Two things seem obvious to me by now. First, neither of President Obama’s most significant legislative accomplishments, the Affordable Care Act and the Dodd-Frank, are working nearly as well as their proponents hoped. In fact, each is likely to be increasingly bogged down by complex rule making and unintended consequences. Second, neither can be substantially changed without Democratic support. This is partly because Republicans will not control the Presidency and both house of Congress for at least four years. But it is also due to the fact that both address a widely recognized policy problem and contain positive aspects that should be kept. So what can be done to improve them?
The conventional wisdom seems to be that neither bill can be reformed because the Administration will not accept any changes that are not carefully limited in scope and pre-negotiated with the opposition. I believe this is overly pessimistic. Sensible reforms are possible, but only if Republicans and industry are willing to pursue a disciplined strategy that gives the President a reason to accept reform. Although this observation applies to both pieces of legislation, the following discussion focuses on financial reform because that is the issue I know most about and worked personally on.
The first observation is that, especially in this climate, the opponents of both acts cannot beat something with nothing. As mentioned above, both pieces of legislation addressed what were widely perceived to be serious national policy problems. Rather than put forward legislation that responded to the popular demand for a solution, Republicans and industry by and large opposed all efforts to pass a bill. This is not an unusual strategy for the minority party and successfully stopped legislation on climate change. However, it failed with health care and financial reform. Any effort to substantially change those bills now will have to be proceeded by the development of one or more well-defined partial reforms that truly do a better job of addressing the social problem that the public perceives. Right now such an alternative does not exist.
The second observation is that the Administration must be increasingly aware of the vulnerabilities created by its current unilateral approach. Although health care costs have increased at a slower pace for the last few years, this is not due to the Affordable Care Act and is likely to be temporary. At the same time, there are strong indications that employers and providers are likely to respond to the Act in ways that will upset the public. Insurers are indicating that they will ask for significant price increases, employers are exploring whether to reduce workers hours or raise premiums, some employees will likely have to buy insurance that is too expensive for them, and almost half of the states are opposing implementation in one way or another. In financial reform at least three problems are increasingly obvious: 1) Dodd-Frank did not fix the too-big-to-fail problem and may have made it worse; 2) regulators are struggling with the complexity and market consequences of reigning in such a large and fluid industry; and 3) the legal position of the Consumer Financial Protection Bureau is questionable. On the last item, there is a strong chance that the President’s appointment of Richard Cordray as its director was unconstitutional. If so, it would negate much of the rulemaking that the Bureau has done so far. Even more serious, the Administration cannot be certain that the Bureau itself is constitutional. Its concentration of power in one person and its freedom from appropriations makes it largely immune from control by either Congress or the President.

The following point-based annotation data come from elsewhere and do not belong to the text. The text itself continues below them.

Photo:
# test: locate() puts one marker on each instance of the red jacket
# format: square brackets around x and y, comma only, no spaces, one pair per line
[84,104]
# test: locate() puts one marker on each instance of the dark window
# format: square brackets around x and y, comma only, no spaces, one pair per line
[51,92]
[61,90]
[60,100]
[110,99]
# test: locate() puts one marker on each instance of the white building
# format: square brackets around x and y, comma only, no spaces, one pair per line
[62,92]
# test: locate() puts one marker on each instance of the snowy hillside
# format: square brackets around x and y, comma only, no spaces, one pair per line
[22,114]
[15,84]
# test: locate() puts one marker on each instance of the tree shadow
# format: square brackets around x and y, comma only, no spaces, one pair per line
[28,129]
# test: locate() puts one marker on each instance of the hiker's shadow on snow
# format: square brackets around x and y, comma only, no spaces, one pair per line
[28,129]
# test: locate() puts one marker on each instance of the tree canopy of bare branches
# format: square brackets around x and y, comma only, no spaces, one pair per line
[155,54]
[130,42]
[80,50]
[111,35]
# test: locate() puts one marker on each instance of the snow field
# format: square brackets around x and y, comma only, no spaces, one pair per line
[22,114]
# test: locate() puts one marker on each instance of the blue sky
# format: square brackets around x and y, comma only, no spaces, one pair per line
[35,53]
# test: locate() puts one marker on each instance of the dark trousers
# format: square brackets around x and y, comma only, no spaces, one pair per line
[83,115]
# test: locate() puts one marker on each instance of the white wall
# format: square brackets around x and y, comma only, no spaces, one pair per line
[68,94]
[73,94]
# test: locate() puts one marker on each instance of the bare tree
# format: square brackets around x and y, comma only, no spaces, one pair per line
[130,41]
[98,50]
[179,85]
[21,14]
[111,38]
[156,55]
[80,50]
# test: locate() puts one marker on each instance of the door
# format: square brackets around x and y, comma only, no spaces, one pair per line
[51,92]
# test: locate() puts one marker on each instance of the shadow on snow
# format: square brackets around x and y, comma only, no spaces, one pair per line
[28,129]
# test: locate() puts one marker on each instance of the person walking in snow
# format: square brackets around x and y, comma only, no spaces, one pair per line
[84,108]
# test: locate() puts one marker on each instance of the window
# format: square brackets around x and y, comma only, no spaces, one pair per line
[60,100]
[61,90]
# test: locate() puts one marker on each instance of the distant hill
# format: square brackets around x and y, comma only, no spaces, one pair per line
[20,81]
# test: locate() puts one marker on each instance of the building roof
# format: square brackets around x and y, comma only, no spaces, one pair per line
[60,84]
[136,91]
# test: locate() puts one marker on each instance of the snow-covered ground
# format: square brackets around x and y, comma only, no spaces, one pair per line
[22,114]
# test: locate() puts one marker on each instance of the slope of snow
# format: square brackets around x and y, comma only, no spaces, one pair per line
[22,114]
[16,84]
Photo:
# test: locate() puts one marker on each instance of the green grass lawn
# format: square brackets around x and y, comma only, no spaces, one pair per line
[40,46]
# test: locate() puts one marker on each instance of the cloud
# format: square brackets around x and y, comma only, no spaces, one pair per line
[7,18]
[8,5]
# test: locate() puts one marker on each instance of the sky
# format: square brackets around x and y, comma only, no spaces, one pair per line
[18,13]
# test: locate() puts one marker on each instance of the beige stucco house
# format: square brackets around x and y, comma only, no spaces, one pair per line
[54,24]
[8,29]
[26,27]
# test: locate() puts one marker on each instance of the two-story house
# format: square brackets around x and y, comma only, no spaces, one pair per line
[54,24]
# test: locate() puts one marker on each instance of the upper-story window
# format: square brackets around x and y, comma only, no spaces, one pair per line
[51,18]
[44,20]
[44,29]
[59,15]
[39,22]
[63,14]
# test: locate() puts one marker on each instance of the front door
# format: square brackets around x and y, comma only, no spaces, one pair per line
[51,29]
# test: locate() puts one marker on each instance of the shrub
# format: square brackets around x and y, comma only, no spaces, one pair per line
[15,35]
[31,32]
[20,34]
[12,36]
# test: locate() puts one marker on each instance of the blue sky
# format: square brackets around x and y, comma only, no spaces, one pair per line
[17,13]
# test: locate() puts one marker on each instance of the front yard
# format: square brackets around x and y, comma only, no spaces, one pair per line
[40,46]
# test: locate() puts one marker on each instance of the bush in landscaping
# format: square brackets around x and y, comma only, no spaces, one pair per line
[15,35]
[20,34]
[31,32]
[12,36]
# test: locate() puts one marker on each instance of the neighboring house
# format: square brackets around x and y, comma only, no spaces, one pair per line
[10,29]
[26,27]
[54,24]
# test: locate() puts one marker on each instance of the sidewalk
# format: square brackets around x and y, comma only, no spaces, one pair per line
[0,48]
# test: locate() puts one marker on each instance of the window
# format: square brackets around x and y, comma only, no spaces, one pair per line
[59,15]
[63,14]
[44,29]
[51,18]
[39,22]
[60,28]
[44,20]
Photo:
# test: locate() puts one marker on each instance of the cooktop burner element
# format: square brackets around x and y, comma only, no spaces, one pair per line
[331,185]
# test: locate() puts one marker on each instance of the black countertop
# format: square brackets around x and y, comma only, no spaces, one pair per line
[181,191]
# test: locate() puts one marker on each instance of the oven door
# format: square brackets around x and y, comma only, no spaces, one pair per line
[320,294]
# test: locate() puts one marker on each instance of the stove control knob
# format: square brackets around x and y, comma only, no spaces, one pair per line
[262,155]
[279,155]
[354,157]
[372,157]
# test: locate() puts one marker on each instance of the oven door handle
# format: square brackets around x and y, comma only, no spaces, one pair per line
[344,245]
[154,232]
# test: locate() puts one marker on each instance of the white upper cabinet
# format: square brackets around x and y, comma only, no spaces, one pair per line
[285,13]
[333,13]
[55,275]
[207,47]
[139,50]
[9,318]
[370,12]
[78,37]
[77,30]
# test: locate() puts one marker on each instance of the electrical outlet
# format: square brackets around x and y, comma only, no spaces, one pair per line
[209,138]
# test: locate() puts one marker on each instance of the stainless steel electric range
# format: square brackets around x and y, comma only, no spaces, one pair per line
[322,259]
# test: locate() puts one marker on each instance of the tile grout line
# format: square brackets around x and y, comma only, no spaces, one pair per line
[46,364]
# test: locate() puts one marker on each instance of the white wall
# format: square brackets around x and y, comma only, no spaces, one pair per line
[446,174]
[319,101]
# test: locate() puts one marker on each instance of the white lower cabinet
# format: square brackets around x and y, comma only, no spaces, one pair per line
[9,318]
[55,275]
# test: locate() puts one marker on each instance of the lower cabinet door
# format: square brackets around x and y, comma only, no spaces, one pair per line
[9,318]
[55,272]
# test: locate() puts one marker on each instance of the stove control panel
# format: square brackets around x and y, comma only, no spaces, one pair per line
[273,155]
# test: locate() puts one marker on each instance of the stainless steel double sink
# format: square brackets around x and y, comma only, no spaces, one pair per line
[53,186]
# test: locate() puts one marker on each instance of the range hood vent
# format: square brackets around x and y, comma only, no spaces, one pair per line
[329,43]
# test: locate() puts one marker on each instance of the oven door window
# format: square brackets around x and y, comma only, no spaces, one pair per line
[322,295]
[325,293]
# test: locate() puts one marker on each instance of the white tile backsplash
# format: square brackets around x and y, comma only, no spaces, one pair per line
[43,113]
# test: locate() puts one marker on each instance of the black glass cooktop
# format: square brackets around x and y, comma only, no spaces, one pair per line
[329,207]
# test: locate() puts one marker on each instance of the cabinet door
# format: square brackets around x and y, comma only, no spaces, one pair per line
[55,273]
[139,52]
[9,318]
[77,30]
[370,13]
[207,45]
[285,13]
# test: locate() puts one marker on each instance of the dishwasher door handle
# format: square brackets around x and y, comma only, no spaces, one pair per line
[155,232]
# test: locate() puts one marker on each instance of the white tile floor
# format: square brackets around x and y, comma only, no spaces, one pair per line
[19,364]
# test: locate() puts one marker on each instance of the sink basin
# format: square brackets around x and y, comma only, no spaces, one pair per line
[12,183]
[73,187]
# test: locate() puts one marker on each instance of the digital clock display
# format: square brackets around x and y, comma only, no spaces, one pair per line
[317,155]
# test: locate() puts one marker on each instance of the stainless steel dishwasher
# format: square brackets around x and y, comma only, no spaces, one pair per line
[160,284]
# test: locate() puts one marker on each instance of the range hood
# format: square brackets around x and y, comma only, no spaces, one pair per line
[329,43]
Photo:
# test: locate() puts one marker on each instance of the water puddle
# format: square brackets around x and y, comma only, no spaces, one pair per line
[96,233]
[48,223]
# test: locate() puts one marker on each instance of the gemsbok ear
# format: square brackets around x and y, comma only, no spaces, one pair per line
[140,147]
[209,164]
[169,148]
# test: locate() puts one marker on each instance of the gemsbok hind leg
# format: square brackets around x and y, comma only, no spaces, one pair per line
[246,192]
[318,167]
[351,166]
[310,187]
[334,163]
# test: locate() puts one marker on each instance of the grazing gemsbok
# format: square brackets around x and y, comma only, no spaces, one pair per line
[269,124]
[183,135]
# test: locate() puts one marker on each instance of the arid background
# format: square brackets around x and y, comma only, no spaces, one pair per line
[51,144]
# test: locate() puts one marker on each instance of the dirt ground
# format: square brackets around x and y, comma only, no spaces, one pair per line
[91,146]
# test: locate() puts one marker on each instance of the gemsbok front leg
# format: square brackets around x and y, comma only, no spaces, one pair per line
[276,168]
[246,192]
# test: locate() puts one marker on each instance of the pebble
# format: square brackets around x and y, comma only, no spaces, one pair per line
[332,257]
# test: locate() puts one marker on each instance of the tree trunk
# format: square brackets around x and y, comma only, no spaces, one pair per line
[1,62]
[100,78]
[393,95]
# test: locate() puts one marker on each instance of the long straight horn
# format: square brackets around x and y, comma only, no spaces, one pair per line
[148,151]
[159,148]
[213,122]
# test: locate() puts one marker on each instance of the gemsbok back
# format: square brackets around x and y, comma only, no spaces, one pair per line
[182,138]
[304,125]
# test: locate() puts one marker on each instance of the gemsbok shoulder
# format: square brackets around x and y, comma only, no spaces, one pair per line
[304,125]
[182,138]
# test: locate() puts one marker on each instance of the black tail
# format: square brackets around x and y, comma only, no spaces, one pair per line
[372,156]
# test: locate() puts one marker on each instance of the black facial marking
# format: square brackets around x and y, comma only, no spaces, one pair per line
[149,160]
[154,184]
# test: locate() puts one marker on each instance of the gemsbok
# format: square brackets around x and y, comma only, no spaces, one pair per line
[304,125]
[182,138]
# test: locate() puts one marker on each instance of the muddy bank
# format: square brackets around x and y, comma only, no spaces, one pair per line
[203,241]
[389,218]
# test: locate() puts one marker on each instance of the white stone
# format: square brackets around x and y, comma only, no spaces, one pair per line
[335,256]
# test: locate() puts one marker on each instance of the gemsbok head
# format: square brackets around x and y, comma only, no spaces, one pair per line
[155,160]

In this atmosphere, it is possible that a well-articulated and defined reform that better addressed one or more of the most problematical aspects of either bill could obtain the support of voters and some Democratic members. This would put pressure on the administration to at least consider reforms. The Administration might be even more amenable to changes if it was clear that accepting them would place a clear bipartisan stamp on the broader approach and eliminate much of the political and industry opposition to implementation. Control of the House assures Republicans that they can pass legislation through at least one chamber, raising the visibility of their alternatives. For Dodd-Frank two of the most sensible reforms would be the addition of a new chapter dealing with financial institutions to federal bankruptcy law and structural reforms to CFPB to subject it to appropriations and place it under a bipartisan commission rather than a single director. A new bankruptcy chapter should substantially reduce the too-big-to-fail problem by providing an alternative to government takeover of a financial institution. A deal on the CFPB could include the appointment of designated individuals to the commission and affirm all prior regulations issued by it, thus giving the Administration certainty that its work would continue.
The problem is that Republicans have not developed such a firm alternative. A good model for an alternative can be found in the Pew Financial Reform Project which convened at Task Force of bipartisan financial experts to develop a consensus plan for reform. The plan called for many of the key components of financial reform but did so in a way that addressed the legitimate concerns of both sides of the debate. Although the proposal was never translated into legislative language, it remains a possible template for ideas. Without offering the public or the Administration a better alternative that meets its legitimate needs, Republicans and industry will continue to find themselves following rather than leading the debate. Both pieces of legislation may eventually run into more serious obstacles, but even if they do, the public will likely continue to trust Democrats on the issue. For industries struggling to adapt to rapid change and a party in need of revival, that is not a prescription for success.